For more information please contact:

Bogdan Vovchenko

+7 495 661-55-38

vovchenko@group-ib.ru

About Group-IB

Group-IB is the first and only public company in Russia professionally and fully engaged in consulting in the field of digital crime investigation and computer forensics. It is a part of LETA Group.

ESET, an international developer of antivirus software and decisions in sphere of computer security, reports that it took part in international Computer Antivirus Research Organization Conference (CARO 2011) jointly with Group-IB, Russian company, which specializes in investigation of information security incidents.

CARO is an annual information security conference where IS specialists discuss pressing issues related to threats and trends in this sphere, represent their researches, as well as share experience in cybercrime prevention. The event is held behind “closed doors” that implies freer-flowing communication among experts. This year the conference took place in the capital of Czech Republic – Prague, and it assembled more than 100 specialists in sphere of information security.

Within scopes of CARO 2011 ESET specialists jointly with a representative of Group-IB reported on issues related to information security in Russia and tendencies of cybercrime development in the country. Besides, a part of the report was devoted to positive tendencies in sphere of computer crime prevention in Russia: legislation development, popularization of computer forensics and approaches to incident management.

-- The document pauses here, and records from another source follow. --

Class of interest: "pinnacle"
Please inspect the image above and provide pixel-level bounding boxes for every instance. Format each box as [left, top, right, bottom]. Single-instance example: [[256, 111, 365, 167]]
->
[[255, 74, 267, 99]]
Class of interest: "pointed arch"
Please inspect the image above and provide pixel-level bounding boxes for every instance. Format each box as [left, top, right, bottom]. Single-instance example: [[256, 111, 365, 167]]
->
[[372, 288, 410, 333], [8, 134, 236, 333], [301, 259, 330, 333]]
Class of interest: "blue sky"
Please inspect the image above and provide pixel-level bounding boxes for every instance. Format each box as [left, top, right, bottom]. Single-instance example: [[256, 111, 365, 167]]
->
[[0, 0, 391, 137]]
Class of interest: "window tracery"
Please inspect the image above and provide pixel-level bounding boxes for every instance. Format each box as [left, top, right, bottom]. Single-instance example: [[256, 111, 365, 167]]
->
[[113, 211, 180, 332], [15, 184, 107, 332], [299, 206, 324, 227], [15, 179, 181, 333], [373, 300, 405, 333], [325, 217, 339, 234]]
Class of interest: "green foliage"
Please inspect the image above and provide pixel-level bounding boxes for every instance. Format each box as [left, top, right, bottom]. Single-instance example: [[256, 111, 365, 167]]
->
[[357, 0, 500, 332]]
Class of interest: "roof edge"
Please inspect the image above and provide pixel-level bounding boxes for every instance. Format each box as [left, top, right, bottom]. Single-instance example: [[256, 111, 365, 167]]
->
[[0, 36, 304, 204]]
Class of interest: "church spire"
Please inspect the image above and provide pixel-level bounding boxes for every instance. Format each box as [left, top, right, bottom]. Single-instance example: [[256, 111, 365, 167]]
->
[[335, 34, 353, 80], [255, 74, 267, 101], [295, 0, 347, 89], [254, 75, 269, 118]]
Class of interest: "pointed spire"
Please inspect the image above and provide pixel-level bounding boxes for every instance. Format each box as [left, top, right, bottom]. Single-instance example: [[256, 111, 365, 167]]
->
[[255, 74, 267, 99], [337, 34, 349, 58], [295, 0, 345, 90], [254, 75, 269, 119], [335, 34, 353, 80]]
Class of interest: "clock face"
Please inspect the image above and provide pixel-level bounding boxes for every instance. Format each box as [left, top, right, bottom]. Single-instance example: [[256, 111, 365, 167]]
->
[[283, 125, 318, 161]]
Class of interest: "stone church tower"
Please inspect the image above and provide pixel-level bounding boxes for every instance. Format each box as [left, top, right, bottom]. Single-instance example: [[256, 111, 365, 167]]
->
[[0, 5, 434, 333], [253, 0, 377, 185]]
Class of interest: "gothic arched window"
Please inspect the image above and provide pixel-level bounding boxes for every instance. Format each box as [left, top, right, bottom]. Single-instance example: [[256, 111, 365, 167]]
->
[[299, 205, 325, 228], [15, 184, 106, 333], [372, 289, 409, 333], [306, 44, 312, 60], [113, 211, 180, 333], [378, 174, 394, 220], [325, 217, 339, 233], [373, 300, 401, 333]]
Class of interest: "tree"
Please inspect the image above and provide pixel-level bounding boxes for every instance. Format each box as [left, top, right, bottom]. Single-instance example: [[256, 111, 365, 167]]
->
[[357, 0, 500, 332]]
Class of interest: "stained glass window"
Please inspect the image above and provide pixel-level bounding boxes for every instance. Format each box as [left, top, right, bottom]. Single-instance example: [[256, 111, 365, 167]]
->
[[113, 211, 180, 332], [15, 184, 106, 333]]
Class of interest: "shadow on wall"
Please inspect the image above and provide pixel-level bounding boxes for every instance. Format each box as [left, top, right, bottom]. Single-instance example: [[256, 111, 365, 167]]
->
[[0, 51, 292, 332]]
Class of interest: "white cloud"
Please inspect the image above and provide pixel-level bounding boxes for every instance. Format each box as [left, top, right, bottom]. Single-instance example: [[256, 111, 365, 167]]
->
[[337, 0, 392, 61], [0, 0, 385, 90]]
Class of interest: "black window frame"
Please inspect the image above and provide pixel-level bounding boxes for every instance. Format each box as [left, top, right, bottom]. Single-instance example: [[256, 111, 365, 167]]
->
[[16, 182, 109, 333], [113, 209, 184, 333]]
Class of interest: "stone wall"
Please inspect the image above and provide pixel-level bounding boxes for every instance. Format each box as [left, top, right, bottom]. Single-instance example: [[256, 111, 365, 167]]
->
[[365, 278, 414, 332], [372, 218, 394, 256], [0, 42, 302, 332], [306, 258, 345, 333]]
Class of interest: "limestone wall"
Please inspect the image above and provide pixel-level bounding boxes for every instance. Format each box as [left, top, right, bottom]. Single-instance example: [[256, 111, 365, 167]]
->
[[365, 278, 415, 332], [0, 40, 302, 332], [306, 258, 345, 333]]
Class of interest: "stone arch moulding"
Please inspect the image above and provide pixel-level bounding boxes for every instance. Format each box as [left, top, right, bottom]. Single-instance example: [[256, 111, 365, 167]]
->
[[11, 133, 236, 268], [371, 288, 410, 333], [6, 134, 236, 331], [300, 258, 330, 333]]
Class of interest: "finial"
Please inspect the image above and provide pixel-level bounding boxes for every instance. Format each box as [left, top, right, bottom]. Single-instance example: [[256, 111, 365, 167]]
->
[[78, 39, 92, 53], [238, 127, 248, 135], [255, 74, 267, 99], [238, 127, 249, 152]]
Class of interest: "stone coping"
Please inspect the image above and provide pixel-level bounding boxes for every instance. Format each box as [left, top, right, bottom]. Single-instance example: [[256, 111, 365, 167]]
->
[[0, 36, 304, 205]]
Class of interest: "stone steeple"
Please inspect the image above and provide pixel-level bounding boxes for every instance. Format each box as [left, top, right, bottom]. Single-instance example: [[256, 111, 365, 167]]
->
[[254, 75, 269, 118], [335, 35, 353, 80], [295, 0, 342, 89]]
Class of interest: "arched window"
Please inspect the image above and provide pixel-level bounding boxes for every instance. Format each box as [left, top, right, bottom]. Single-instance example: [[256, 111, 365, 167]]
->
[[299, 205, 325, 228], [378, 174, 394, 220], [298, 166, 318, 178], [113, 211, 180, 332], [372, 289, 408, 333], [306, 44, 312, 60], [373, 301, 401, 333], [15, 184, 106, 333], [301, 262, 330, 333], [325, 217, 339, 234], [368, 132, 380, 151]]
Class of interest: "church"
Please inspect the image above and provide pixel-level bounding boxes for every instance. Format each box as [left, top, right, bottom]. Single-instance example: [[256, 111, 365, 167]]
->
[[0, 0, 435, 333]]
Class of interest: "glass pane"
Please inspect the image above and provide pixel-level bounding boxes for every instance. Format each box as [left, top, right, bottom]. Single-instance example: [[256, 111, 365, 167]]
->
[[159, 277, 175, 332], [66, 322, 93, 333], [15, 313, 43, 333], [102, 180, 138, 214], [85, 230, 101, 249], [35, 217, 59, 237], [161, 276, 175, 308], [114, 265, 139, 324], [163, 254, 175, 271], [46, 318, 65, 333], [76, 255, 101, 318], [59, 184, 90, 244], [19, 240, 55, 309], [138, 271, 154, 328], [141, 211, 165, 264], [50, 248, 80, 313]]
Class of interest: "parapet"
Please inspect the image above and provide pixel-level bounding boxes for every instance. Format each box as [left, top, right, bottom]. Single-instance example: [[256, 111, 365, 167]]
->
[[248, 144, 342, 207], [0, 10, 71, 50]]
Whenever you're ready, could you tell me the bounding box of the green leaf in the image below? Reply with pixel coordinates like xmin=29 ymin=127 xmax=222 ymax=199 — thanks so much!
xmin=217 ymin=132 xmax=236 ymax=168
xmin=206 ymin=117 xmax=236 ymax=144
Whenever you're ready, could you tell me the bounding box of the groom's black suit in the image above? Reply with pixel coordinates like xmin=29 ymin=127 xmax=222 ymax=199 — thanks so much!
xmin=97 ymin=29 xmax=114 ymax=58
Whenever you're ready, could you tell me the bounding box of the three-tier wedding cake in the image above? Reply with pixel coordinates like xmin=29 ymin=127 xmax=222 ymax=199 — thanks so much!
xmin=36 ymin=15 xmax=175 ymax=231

A speech was opened by Dmitry Volkov, Group-IB Deputy General Manager, who made a brief analysis of a state of Russian computer crime market for 2010. As statistical data of Cyber Forensic Laboratory of Group-IB have shown, last year the most popular types of cyber threats were incidents in online banking systems, SMS-fraud cases, DDoS-attacks and unauthorized access to important corporate information. It should be also mentioned a strong growth of number of a new type threat incidents connected with attacks pointed at popular brands on the Internet. Special priority in the report was given to fraud in online banking systems as the most popular type of computer crimes on the territory of the Russian Federation. Distinct interest of foreign experts was aroused by typical schemes of stolen money conversion into cash.

‘We consider it an honour to be invited to CARO 2011’, — Dmitry Volkov speaks. — ‘Events of such scale assemble a great number of highly-skilled experts in sphere of information security and computer crime prevention. It is the place where you can share your practical knowledge, establish partnerships and strengthen international cooperation that is necessary to give an effective answer to cybercrime challenges. We are trying to make it clear that Russia is not a source of cybercriminals and by our example we show that Russian IT-Companies and the state are actively combatting this problem’.

The second part of the report represented by Aleksandr Matrosov, Director of Virus Research and Analytics Center of ESET Russian Resident Office, and Robert Lipovski, ESET Virus Analyst, was devoted to technical aspects of cyber-attack realization in Russian banking sector. In particular, specialists told about malicious software which is used by intruders to steal financial resources through online banking systems.

The most widespread threats for online banking systems became sets of malicious software – Win32/RDPdoor, Win32/Sheldor, Win32/Carberp, Win32/Hodprot and Win32/Qhost correspondingly. Special attention was given to the first three Trojan Horse software that were leading by number of incidents. The most popular in Russia was Win32/RDPdoor backdoor that forms a botnet and uses Microsoft Remote Desktop Protocol to infect a computer. According to ESET, the price of this malicious software among hackers makes about $ 2, 000. To the maximum extend the threat penetrated the territory of Russia, Ukraine and Kazakhstan.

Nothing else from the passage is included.